Газета г. Чапаевска Самарской области
Газета для тех, кто любит свой город
Главная Культура и искусство ВЛАДИМИР БОНДАРЕНКО "ЛЫСОГОРЬЕ"

ВЛАДИМИР БОНДАРЕНКО "ЛЫСОГОРЬЕ"

16 апреля 2014 года

(Продолжение. Начало в номере за 9 апреля).

Острый, как плеть, вскрик ночной птицы просек на миг тишину. С укрытого жадной темнотой луга неясно просочились шаги, засветилась невдалеке папироска. В парных берегах Чапаевки начали призрачно едва заметно подыматься, взрастать туманы.

Комары вьются у лица, старательно ткут тишину нитями тонкого писка. О чем-то шепчутся, на что-то сговариваются деревья. Может, они хотят уйти от нас, столько уже набедивших в природе. Человечество много и хорошо намечтало о себе: и о полетах в дали Галактики, и о нашей помощи людям Вселенной, и о многом другом, прекрасном и чистом. Мечтали вчера, а сегодня вопрос стоит буднично и потому жутко: быть ли живу самому человеку да и самой земле.

По ночам человек побуждается тишиной к размышлениям и сильнее, ощутимее чувствует себя живущим в мире таинственных сил. Ночью тишина полна жизни, настороженности, ожидания... Хотя что настораживаться, чего ждать мне? Жизнь уже прожита. Я уже стою у черты, которая отделяет этот свет от того, и сердце, как осень астрой, цветет последней любовью: любовью к внукам - им идти, им нести мою кровь дальше.

Да, жизнь прожита, а сделано так мало, и ничего уже не поправить. И все-таки кое-что сделано. Мой ручеек струился по родной земле и нес чистую, добытую из доступных для него глубин воду. Другие проникнут глубже и дадут больше. Может, даже кто-то даст начало новой реке. Я пойду к ее берегу, порадуюсь ее течению и пожелаю счастливого пути к морю, а мой ручеек соструился, истек и скоро уж плеснется в последний раз и уйдет в землю.

Скоро уж.

Скоро...

Странно, всю жизнь мы суетно рвемся вперед, все вперед, и, когда добегаем до края, возникает вдруг необходимость оглянуться. Оглядываемся и к ужасу своему вдруг осознаем, что не нужно было толкаться и спешить. Хотим сказать об этом входящим в жизнь, но им некогда слушать нас: они, как недавно и мы, рвутся бежать вперед. И бегут, толкаются и будут сломя голову в запале бежать до тех пор, пока так же, как мы, не окажутся у той роковой, итоговой черты...

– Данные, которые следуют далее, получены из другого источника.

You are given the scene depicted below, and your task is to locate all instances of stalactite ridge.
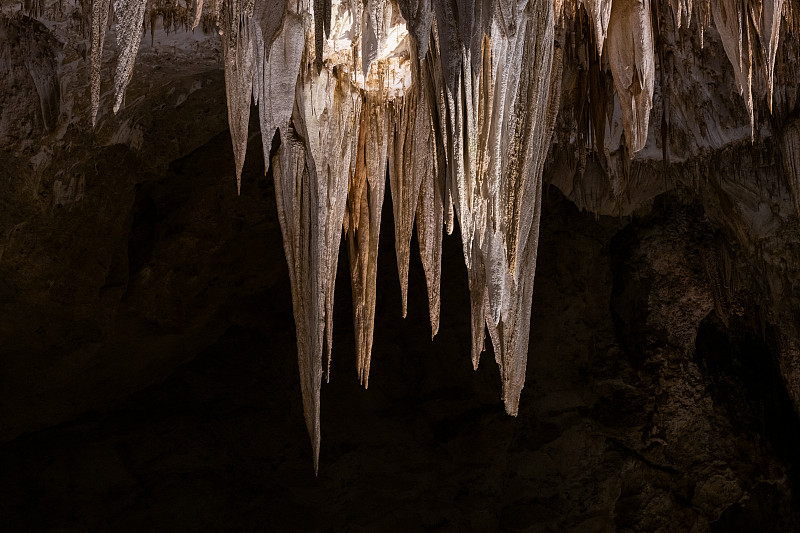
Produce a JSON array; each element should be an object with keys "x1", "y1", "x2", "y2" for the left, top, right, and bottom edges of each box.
[{"x1": 89, "y1": 0, "x2": 800, "y2": 469}]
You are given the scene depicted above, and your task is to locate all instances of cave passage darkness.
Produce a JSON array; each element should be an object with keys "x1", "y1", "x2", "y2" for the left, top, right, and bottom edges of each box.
[{"x1": 0, "y1": 120, "x2": 800, "y2": 531}]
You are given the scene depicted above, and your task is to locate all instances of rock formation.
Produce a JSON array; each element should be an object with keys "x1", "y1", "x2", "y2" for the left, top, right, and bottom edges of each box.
[{"x1": 0, "y1": 0, "x2": 800, "y2": 476}]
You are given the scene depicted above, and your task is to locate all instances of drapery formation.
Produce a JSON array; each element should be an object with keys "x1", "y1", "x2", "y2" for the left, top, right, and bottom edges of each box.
[{"x1": 90, "y1": 0, "x2": 800, "y2": 468}]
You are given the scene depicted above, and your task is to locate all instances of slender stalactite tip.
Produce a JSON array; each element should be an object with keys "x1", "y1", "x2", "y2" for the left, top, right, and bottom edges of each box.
[{"x1": 90, "y1": 0, "x2": 800, "y2": 473}]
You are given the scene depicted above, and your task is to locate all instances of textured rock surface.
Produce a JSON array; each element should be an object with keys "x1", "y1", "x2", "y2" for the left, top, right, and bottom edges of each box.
[{"x1": 0, "y1": 1, "x2": 800, "y2": 531}]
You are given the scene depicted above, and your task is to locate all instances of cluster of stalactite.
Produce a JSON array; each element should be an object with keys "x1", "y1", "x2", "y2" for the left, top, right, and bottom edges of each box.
[{"x1": 91, "y1": 0, "x2": 800, "y2": 467}]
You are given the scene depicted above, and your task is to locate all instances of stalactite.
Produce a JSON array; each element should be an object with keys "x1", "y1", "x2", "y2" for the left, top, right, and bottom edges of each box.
[
  {"x1": 345, "y1": 98, "x2": 389, "y2": 388},
  {"x1": 86, "y1": 0, "x2": 800, "y2": 468},
  {"x1": 114, "y1": 0, "x2": 147, "y2": 113},
  {"x1": 781, "y1": 120, "x2": 800, "y2": 217},
  {"x1": 89, "y1": 0, "x2": 110, "y2": 126},
  {"x1": 220, "y1": 0, "x2": 255, "y2": 191},
  {"x1": 582, "y1": 0, "x2": 612, "y2": 57},
  {"x1": 753, "y1": 0, "x2": 783, "y2": 112},
  {"x1": 607, "y1": 0, "x2": 655, "y2": 153},
  {"x1": 414, "y1": 57, "x2": 446, "y2": 338},
  {"x1": 711, "y1": 0, "x2": 755, "y2": 135}
]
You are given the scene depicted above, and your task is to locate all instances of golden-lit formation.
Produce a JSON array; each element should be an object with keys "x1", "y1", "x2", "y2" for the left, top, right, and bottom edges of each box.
[{"x1": 91, "y1": 0, "x2": 800, "y2": 467}]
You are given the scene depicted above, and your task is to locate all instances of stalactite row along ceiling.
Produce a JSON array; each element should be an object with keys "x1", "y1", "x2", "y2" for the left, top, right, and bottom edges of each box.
[{"x1": 90, "y1": 0, "x2": 797, "y2": 468}]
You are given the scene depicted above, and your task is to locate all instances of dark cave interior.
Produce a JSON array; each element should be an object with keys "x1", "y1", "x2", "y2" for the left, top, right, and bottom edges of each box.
[{"x1": 0, "y1": 120, "x2": 800, "y2": 531}]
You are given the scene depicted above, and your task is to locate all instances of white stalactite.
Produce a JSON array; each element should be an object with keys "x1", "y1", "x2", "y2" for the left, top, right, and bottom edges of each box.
[
  {"x1": 607, "y1": 0, "x2": 655, "y2": 153},
  {"x1": 84, "y1": 0, "x2": 800, "y2": 468}
]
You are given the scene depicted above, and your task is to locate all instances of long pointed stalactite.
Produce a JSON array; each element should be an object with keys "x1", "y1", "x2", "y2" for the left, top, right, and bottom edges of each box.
[{"x1": 90, "y1": 0, "x2": 800, "y2": 468}]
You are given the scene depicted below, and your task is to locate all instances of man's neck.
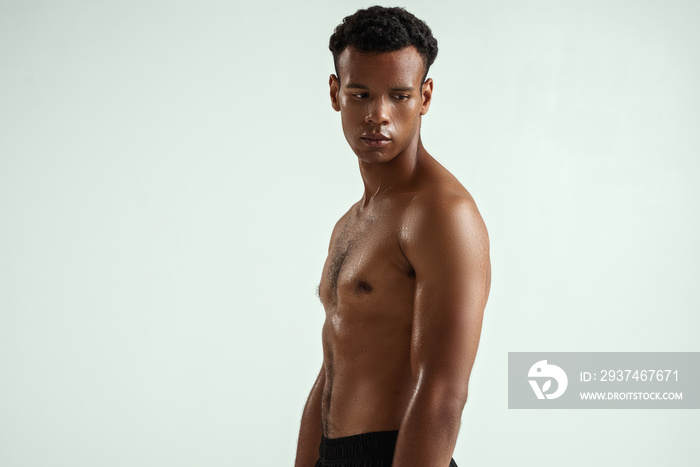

А может, жизнь для того и дана, чтобы в конце ее открыть эту единственно стоющую мудрость: не надо спешить и не надо толкаться, на земле места хватит всем.

Итожили прожитое другие, пробил час подводить итог прожитому и мне... И может, крупица добытого мною на пройденном пути опыта пригодится идущим за мной и на шаг, равный моей жизни, сделает их дорогу к счастью короче.
   
2

Не верится, но она и в самом деле пришла ко мне - моя старость, и я чем-то не понравился ей, и она рисует меня по-своему. Пока трудится над лицом, пока над лицом... И я уже перестаю узнавать себя. И кости мучаются по ночам накопившейся болью, и я ворочаюсь, все никак не могу найти удобного для них положения.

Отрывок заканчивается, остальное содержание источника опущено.